あまりにもからかいすぎたと気持ち気にした矢先、反応が返ってこないことを不思議に思ったのかタカシがいつもの冷えた声で呼びかける。そっと手を離して振り返った。

「お前の手って、ホント冷たいな」

呟くように口を開き、マコトが少し呆れた顔で薄く笑う。そうして見上げた視線が合うとため息をついた。何かを確かめるように握られていた手首を逆の手平で何度も触る。
その仕草に一瞬、マコトが何を思っているのかタカシにはわからなかった。悪戯に腹を立てたわけでもない。呆れ顔だが、本当に呆れてしまったのでもない。自分に向けられる感情が読めずに閉口する。

「昔っから少しも変わらず、体温低いよな」

照れたような笑顔でマコトがタカシの腕を掴んだ。タカシの腕はひんやりとする。高校の時から変わらず体温が低いまま。

「お前は相変わらず温かい手だ」

握られたまま、されるままにしていたタカシが肩の力を抜くように息を吐いた。

「子ども体温って言いたいのか?」

「そこまでは言ってない」

昔はそれでからかわれたことがある。それを思い出してマコトは顔を顰めた。ハッと息を吐くようにタカシが笑う。キングとしてはめったに見られぬ表情だが、昔はあたり前だった。

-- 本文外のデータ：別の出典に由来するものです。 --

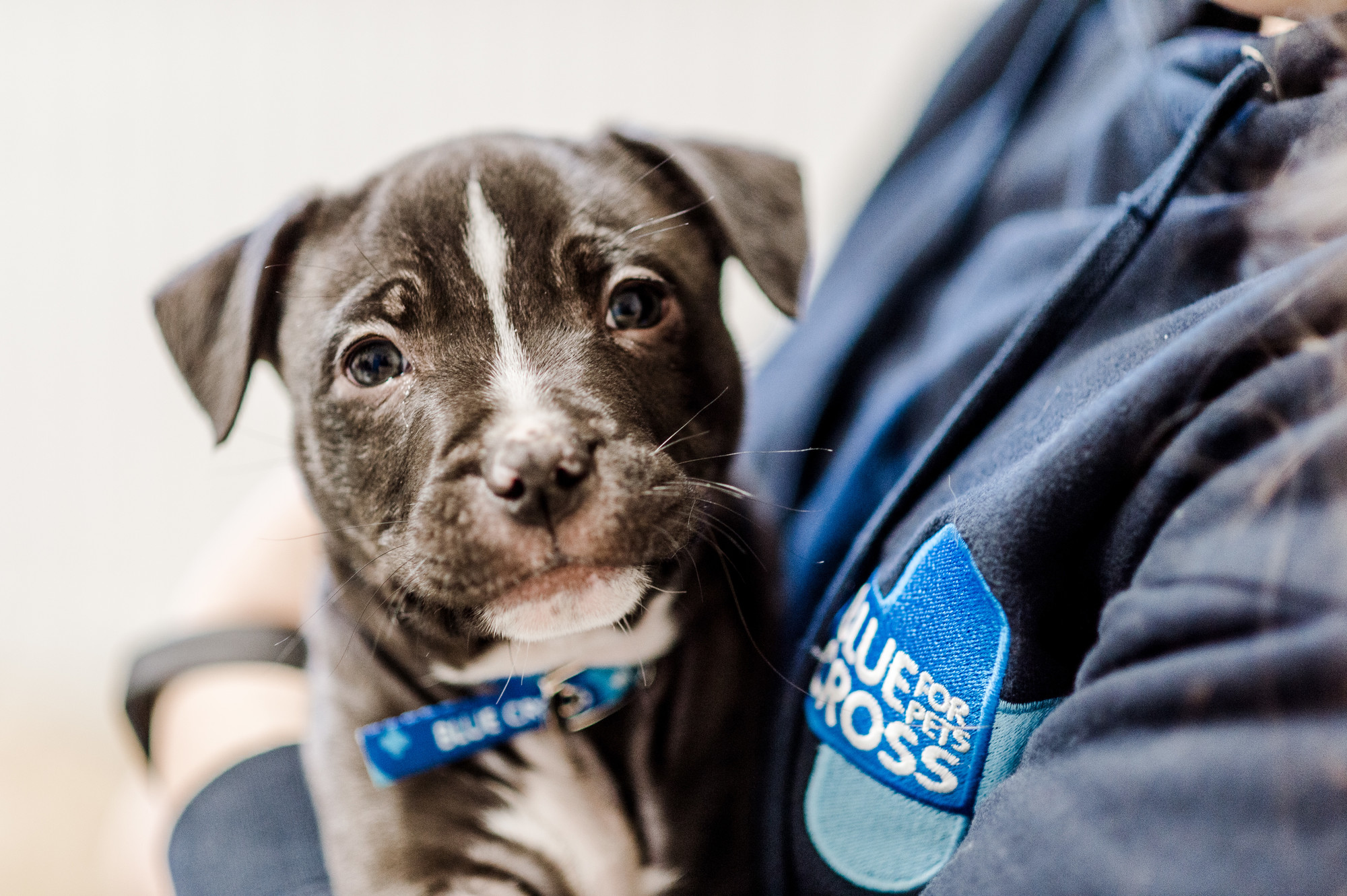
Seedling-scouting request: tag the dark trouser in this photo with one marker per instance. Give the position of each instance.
(251, 832)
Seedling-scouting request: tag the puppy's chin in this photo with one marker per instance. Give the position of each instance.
(565, 602)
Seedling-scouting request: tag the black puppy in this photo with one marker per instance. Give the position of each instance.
(514, 396)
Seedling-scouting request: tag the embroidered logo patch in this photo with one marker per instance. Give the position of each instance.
(909, 685)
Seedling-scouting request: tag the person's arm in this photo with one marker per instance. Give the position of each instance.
(262, 570)
(1205, 747)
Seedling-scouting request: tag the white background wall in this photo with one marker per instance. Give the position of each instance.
(137, 135)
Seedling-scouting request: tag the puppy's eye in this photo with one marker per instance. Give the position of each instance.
(636, 304)
(374, 362)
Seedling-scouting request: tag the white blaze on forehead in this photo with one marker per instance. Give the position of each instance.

いつの間にか、あたり前だと思っていたことがあたり前ではなくなっていた。それは自分たちが成長したからか、それとも忘れてしまったからなのかはわからない。

「どこに連れてってくれるんだ?」

ついとマコトが握った手を引いた。
今度はタカシが目を止める。自分からするならなんとも思わなかったが、されるとどうも気恥ずかしいようだ。

「どこか良い?」

ついつい手に目が行く。表情に出るほど感情が豊かではないが、この状態は確かに恥かしい気がしてきた。

「その前に、腹が減った」

「お前らしいな、マコト」

タイミング良く鳴る腹の虫に2人して顔を突き合わせる。久々に笑い声を上げ、繋いだ手をそのままに雑踏に消えていった。






呟き*「木漏れ日に」の続き。バカップルでエセすぎた。